Ansys Fluent: A History of Innovations in CFD

In the early 1980s, from the buildings of Sheffield University with contributions from multiple personalities, Ansys Fluent became the first commercial computational fluid dynamics (CFD) software to have a graphical user interface and workflow rather than a command-line input. The popularity of Fluent increased year after year, along with its adoption in the industry.

In May 2006, Fluent Inc. was acquired by Ansys. Since joining the Ansys family, we have relentlessly pushed the envelope of performance, accuracy, and productivity of Fluent, bringing cutting-edge innovations that have helped engineers overcome the most challenging design obstacles imaginable when dealing with fluid dynamics problems.

Are you a new customer that is not yet familiar with all the Fluent innovations that are available to you? Did you make a different vendor choice and want to learn more about what you’ve been missing? Let’s travel back in time through some of the most innovative Fluent features.

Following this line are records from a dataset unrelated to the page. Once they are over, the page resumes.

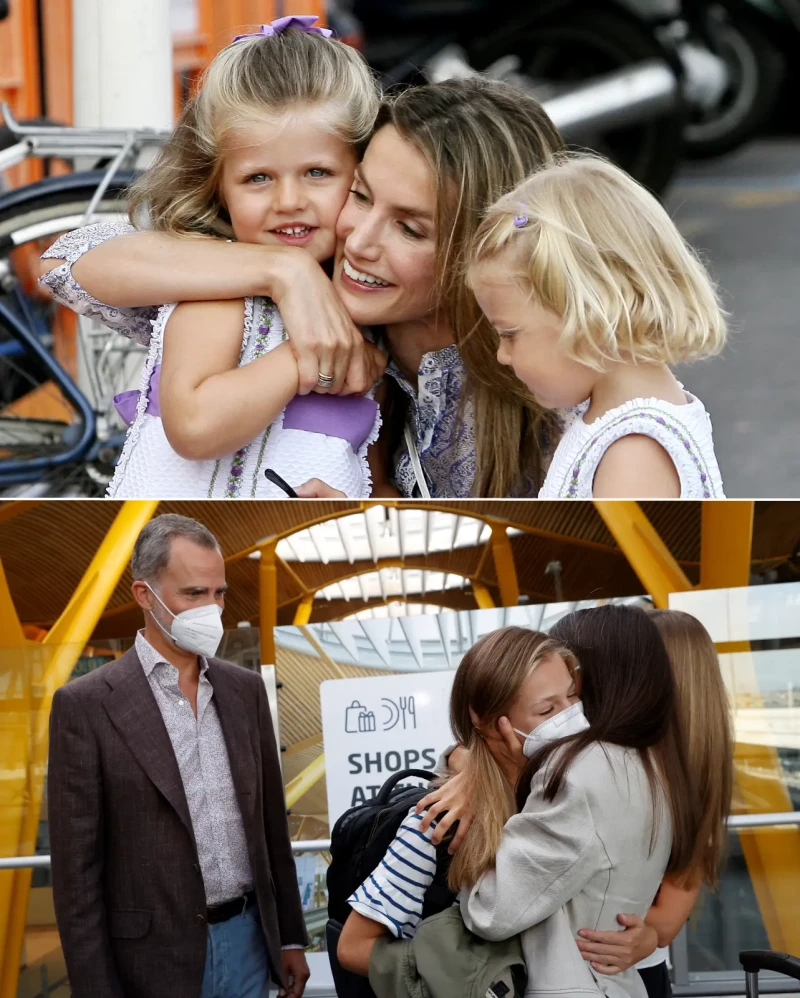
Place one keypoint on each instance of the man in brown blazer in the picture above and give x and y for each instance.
(173, 874)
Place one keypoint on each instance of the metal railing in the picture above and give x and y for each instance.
(702, 986)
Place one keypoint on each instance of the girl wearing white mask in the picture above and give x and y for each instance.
(595, 830)
(596, 827)
(537, 688)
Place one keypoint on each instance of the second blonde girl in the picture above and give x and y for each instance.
(594, 294)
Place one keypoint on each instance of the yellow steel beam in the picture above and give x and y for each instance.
(302, 614)
(64, 644)
(726, 541)
(11, 632)
(305, 780)
(647, 554)
(482, 596)
(772, 854)
(306, 743)
(15, 682)
(310, 637)
(504, 566)
(268, 601)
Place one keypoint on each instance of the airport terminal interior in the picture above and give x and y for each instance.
(343, 607)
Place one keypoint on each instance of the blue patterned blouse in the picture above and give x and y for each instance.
(446, 444)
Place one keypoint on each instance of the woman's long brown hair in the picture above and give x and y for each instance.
(704, 709)
(630, 699)
(488, 680)
(481, 138)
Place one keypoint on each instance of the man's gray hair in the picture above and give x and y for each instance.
(153, 545)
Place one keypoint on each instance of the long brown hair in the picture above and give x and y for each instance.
(630, 699)
(488, 680)
(481, 138)
(704, 710)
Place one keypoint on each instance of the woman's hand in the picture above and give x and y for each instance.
(366, 372)
(454, 798)
(612, 952)
(458, 758)
(506, 749)
(315, 489)
(323, 336)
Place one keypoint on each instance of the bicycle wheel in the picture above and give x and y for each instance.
(59, 434)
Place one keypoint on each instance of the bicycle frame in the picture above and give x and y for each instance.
(16, 472)
(122, 147)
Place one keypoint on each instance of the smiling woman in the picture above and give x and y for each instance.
(455, 422)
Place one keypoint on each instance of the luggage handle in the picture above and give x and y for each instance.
(753, 960)
(391, 783)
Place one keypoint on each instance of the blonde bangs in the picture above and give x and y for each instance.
(602, 253)
(252, 80)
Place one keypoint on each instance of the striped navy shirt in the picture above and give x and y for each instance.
(393, 893)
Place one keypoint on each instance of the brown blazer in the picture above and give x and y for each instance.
(127, 886)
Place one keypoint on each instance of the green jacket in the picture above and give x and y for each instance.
(445, 960)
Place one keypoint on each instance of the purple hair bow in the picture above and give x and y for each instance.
(303, 22)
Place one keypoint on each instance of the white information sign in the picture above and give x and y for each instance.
(377, 726)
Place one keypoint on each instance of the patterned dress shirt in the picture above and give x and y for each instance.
(202, 757)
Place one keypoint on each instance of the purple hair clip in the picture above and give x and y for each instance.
(303, 22)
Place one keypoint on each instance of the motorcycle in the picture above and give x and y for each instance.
(757, 39)
(611, 75)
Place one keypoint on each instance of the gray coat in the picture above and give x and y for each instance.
(575, 863)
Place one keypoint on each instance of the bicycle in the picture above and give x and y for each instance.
(59, 431)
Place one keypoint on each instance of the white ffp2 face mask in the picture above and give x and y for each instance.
(566, 722)
(198, 630)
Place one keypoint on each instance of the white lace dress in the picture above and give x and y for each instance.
(684, 431)
(150, 468)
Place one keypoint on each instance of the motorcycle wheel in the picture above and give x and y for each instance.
(756, 69)
(589, 43)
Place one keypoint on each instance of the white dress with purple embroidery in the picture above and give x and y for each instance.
(316, 436)
(684, 431)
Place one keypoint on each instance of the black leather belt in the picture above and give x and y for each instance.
(222, 912)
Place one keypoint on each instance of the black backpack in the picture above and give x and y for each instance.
(359, 841)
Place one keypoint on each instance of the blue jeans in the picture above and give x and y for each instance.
(237, 964)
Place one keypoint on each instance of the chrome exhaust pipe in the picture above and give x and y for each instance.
(628, 96)
(617, 100)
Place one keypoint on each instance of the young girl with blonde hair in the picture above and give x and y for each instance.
(597, 824)
(438, 155)
(594, 293)
(264, 153)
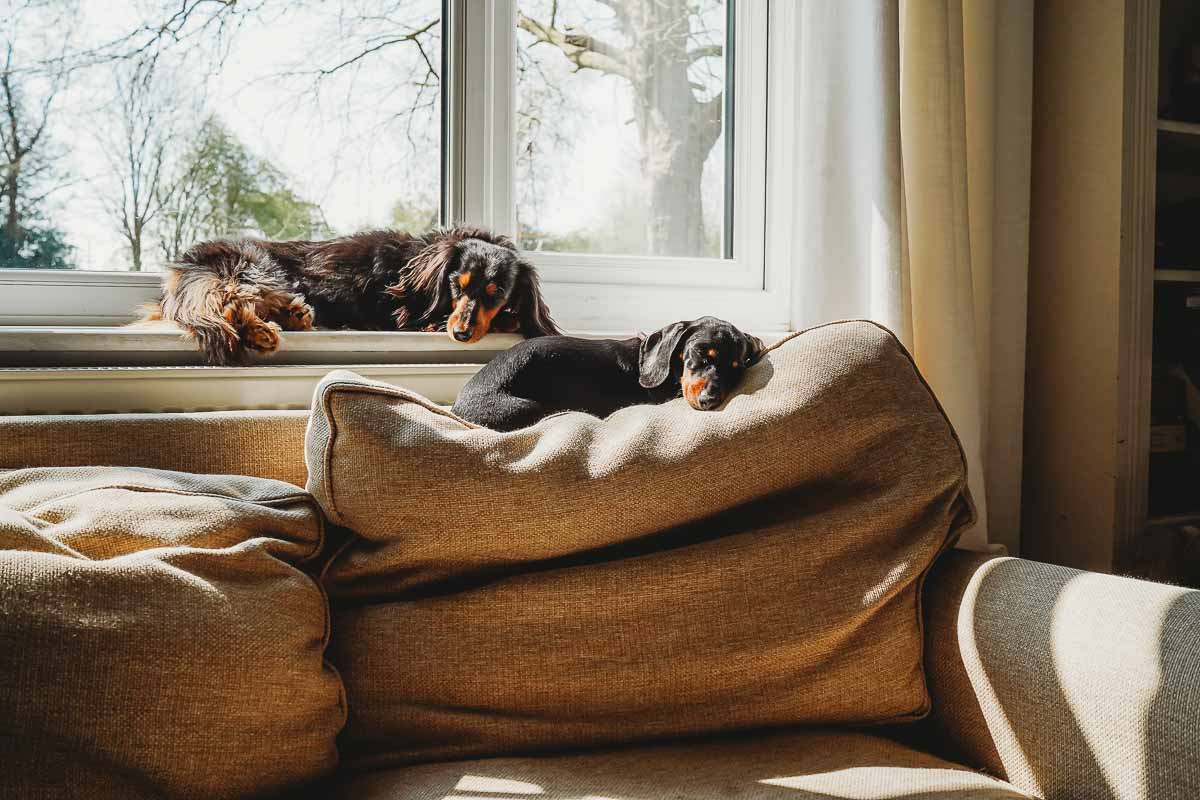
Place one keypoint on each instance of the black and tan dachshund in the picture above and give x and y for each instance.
(703, 360)
(235, 295)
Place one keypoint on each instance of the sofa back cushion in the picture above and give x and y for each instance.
(659, 572)
(159, 638)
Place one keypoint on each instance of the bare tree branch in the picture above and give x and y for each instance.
(586, 52)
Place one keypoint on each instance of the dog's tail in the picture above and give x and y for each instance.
(215, 294)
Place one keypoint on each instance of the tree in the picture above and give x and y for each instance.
(420, 214)
(678, 118)
(41, 247)
(136, 144)
(27, 168)
(221, 188)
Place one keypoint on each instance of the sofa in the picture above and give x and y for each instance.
(1033, 680)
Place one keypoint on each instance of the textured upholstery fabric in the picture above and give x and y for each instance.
(660, 572)
(263, 444)
(805, 765)
(157, 638)
(1068, 684)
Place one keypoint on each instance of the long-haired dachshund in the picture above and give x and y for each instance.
(703, 360)
(235, 295)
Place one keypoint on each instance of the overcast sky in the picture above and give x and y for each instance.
(343, 146)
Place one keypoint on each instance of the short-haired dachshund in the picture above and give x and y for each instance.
(703, 360)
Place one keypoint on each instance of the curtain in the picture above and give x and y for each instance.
(911, 157)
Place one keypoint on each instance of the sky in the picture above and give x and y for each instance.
(343, 139)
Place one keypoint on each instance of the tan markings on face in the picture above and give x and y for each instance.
(483, 323)
(456, 317)
(691, 389)
(459, 319)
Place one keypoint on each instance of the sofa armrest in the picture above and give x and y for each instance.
(1067, 684)
(263, 443)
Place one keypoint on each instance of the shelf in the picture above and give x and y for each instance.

2014: GPU-Accelerated Offloading and Adjoint Solver

While graphics processing unit (GPU) technologies are in the spotlight today, the concept of using GPUs as CFD accelerators was introduced in Fluent in 2014 with the NVIDIA AmgX solver. Bear with us in this time-travel scenario, because in 2022, Fluent will be the first commercial CFD software to introduce an unstructured finite volume, fully resident multi-GPU solver, overcoming the offloading limitations and disrupting the market for CFD simulations.

The Adjoint solver was first introduced in Fluent in 2014 to revolutionize insights from CFD simulations by using the adjoint sensitivities to drive intelligent design changes that are not intuitive to a designer. Since its inception, the reliability and usability of the Adjoint solver has consistently evolved into a comprehensive product optimization framework.

Optimize designs through automated shape optimization using the Adjoint solver, introduced in 2014.

2016: Fluent Breaks a Supercomputing Record of 170,000 Cores

Research and development on high-performance computing (HPC) to improve the parallel scalability of Fluent has been — and still is — a key focus area. In 2016, Cray Inc. and the High Performance Computing Center (HLRS) of the University of Stuttgart set a new supercomputing world record by scaling Fluent to more than 172,000 computer cores, enabling organizations to create innovative and groundbreaking complete virtual prototypes of their products faster and more efficiently than ever.

2017: PUMA Adaptation and SBES Turbulence Model

Another cutting-edge innovation for a commercial CFD software was the introduction of patented polyhedral unstructured mesh adaptation (PUMA) in 2017. This adaption technique automatically and dynamically refines the mesh to track fine details in the flow. As a result, engineers can get the accuracy they need, where they need it, to capture simulation details while leaving courser mesh elsewhere for faster solve times.

Accelerate solve times by automatically refining a mesh to resolve fine details while leaving coarser mesh in place using polyhedral unstructured mesh adaptation (PUMA), introduced in 2017.

The same year, the stress-blended eddy simulation (SBES) turbulence model overcame inherent problems with hybrid RANS-LES simulations. Large-eddy simulation (LES) is impractically expensive in the near-wall region while Reynolds-averaged Navier-Stokes (RANS) models are well-suited for wall boundary layers. Hybrid RANS-LES models provide efficient near-wall modeling using a RANS turbulence model and a high-fidelity solution away from walls using an LES approach, but switching between the two traditionally suffered from mesh dependency and false mesh-induced flow separation. The SBES model developed by Ansys introduced a unique and proprietary shielding function to overcome these problems, resulting in a reliable and efficient scale-resolving turbulence model that engineers can trust.

2018: Mosaic Meshing and Spray Break-up Model

Transitioning among varying types of mesh elements in complex geometries while retaining mesh quality has long been a major meshing challenge, particularly when transitioning from boundary layer prisms to hex elements away from walls. In 2018, Fluent introduced Mosaic meshing to address this challenge by automatically connecting different types of meshes with high-quality polyhedral elements. The resulting simulations were dramatically faster with greater solution accuracy while using less RAM.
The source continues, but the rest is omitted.